2005’te AB ile ortaklık müzakereleri başladığında tam üyeliğimiz için verilen son tarih 2014’tü. 2014’ün bitmesine üç aydan biraz fazla bir zaman var ama bırakın ortaklığı artık AB’nin lafını eden bile yok. O kapı tamamen kapanmış vaziyette. Aslında hiç açılmamıştı. Ne onların almak gibi bir niyeti vardı ne de bizim girmek gibi samimi bir arzumuz. İçerideki meşruiyeti sağlamlaştırmak için dışarının desteğine duyulan ihtiyaç; bizimkileri girecekmiş gibi yapmaya, Türkiye’den koparılacak tavizleri bir an önce elde etme hesabı da onları alacakmış gibi davranmaya zorlamıştı. Taraflar alacaklarını aldırlar, artık kimsenin rol yapmaya ihtiyacı kalmadı. Şimdi gerçeklerle yüzleşme zamanı.

2023’te “dünyanın en büyük on ekonomisi arasına girme” hedefi de güzeldi ve eğer gereği yapılabilseydi AB’ye tam üye olmak hayalinden çok daha gerçekçiydi. AB’nin anahtarı onların elindeyken kalkınmanın anahtarı bizim elimizdeydi. Ama ne yazık ki hem o hedef gerçekçi değildi hem de biz o iddianın gereğini yapmaktan çok uzaktık. Sanayiyi terk etmiş, üretimden kopmuş ve kalkınmasını ithalata bağlamış bir ekonominin on yıl içinde yedi sıra birden atlaması imkansızdı. Ne yazık ki bu hayalimiz de gerçekleşmeyecek. Fert başına 20-25 bin dolarlık gayrisafi milli gelir hesabımız da yıllık beş yüz milyar dolarlık ihracat hesabımız da tutmayacak.
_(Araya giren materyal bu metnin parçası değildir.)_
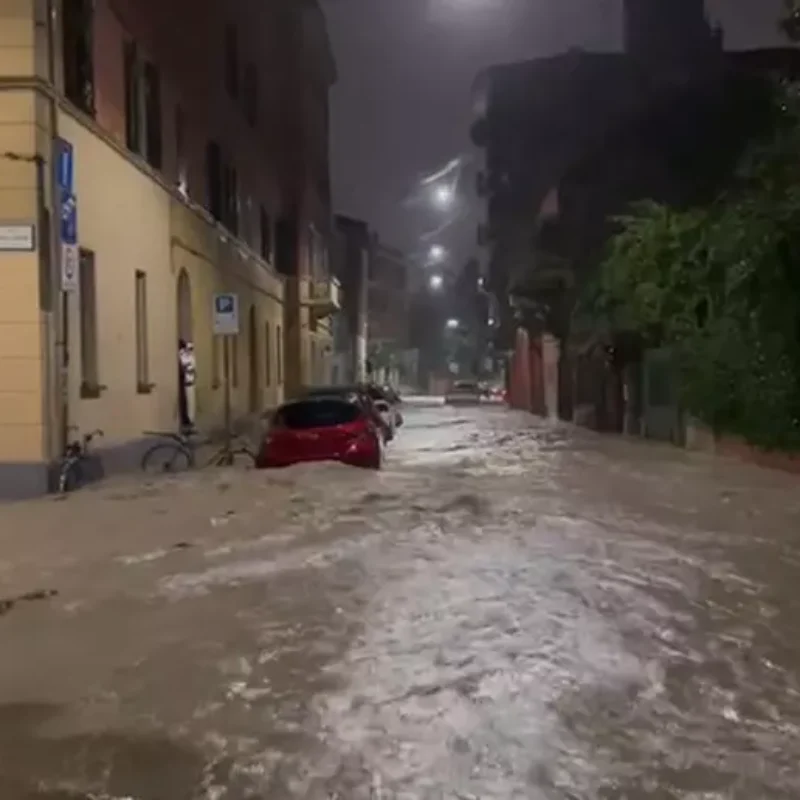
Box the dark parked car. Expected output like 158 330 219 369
256 396 383 469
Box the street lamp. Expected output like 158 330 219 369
433 183 455 211
428 244 447 264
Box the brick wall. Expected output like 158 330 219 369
86 0 330 258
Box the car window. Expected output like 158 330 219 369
367 386 388 400
273 397 361 430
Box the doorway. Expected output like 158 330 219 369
178 269 194 343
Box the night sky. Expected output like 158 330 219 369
323 0 782 266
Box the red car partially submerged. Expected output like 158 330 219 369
256 397 383 469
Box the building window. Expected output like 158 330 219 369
175 106 189 197
264 322 272 386
258 206 272 261
123 41 143 155
206 141 236 236
143 62 164 170
134 270 153 394
242 62 258 128
275 217 298 276
78 250 100 397
225 25 239 99
222 163 240 236
275 325 283 386
61 0 94 116
206 142 223 222
123 41 163 169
Ülkenin beş yüz milyar dolarlık ihracat hesabı tutmayacağı gibi Samsun’un yıllık 6 milyar dolarlık ihracat hesabı da tutmayacaktır.
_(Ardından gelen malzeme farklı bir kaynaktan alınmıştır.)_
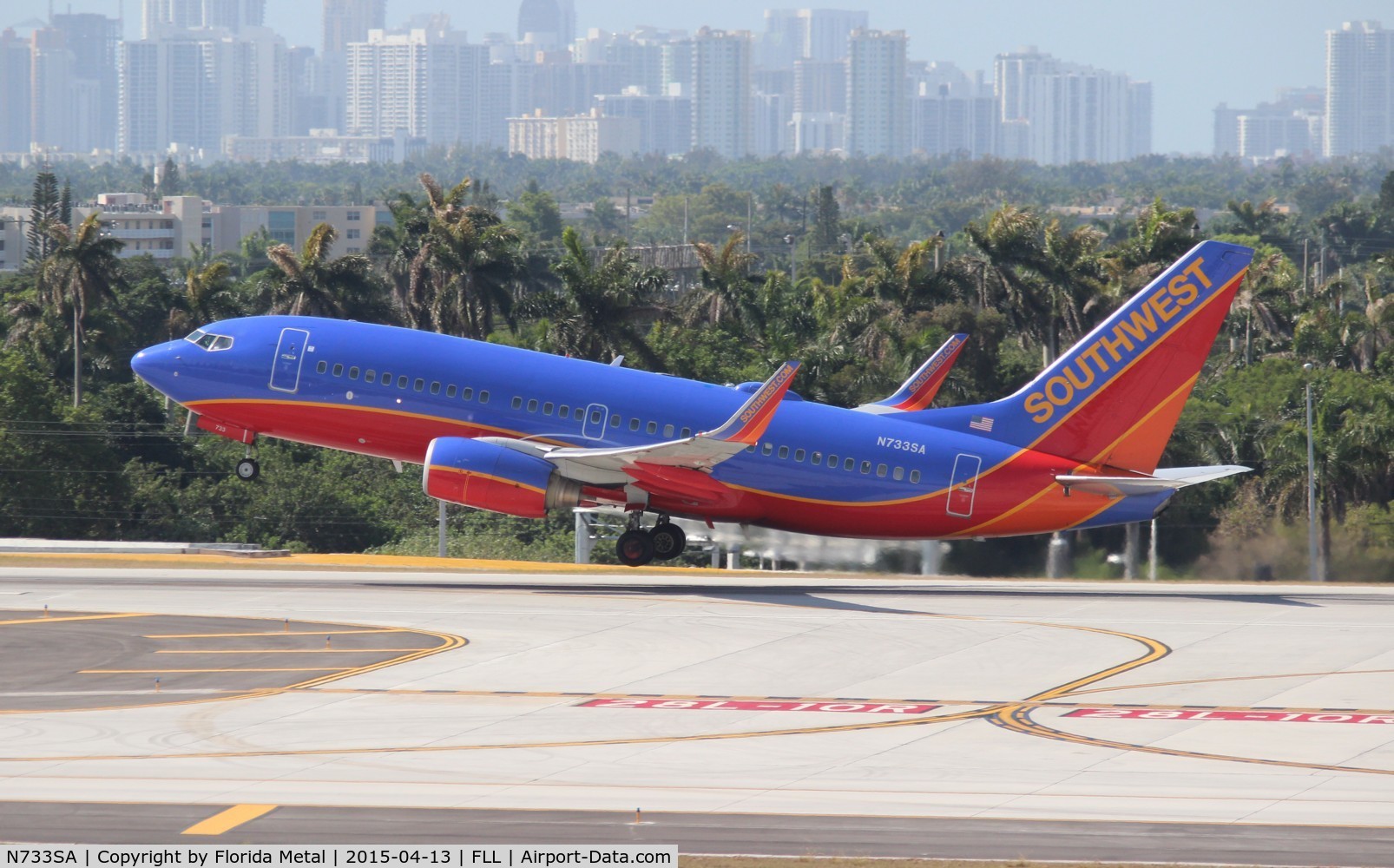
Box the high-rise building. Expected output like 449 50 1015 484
141 0 266 39
595 88 693 156
518 0 560 50
51 12 122 152
509 108 641 163
911 62 998 159
799 9 867 60
793 58 847 115
0 28 34 154
692 28 752 159
1214 88 1325 161
345 30 511 147
994 48 1152 166
117 26 294 159
319 0 387 129
846 30 911 157
1323 21 1394 157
Bunları söylemek ve yazmak beni sevindirmiyor tam tersine üzüyor. Çünkü bu kent benim kentim, bu ülke benim ülkem. Ben de bu ülkede herkes gibi ve herkesle beraber yokluğu değil varlığı, üzüntüyü değil sevinci paylaşmak isterim. Ve bir şey daha; ülkemin geleceği hakkındaki endişelerimde yanılmayı da herkesten çok isterim. Keşke ben yanılsam; AB’ye girmek gibi bir imkansızı bir kenara koyarak söylemek gerekirse, keşke bu ülke önümüzdeki dokuz yılda yedi basamak değil on basamak yükselse de dünyanın onuncu değil yedinci en büyük ekonomisi olsa.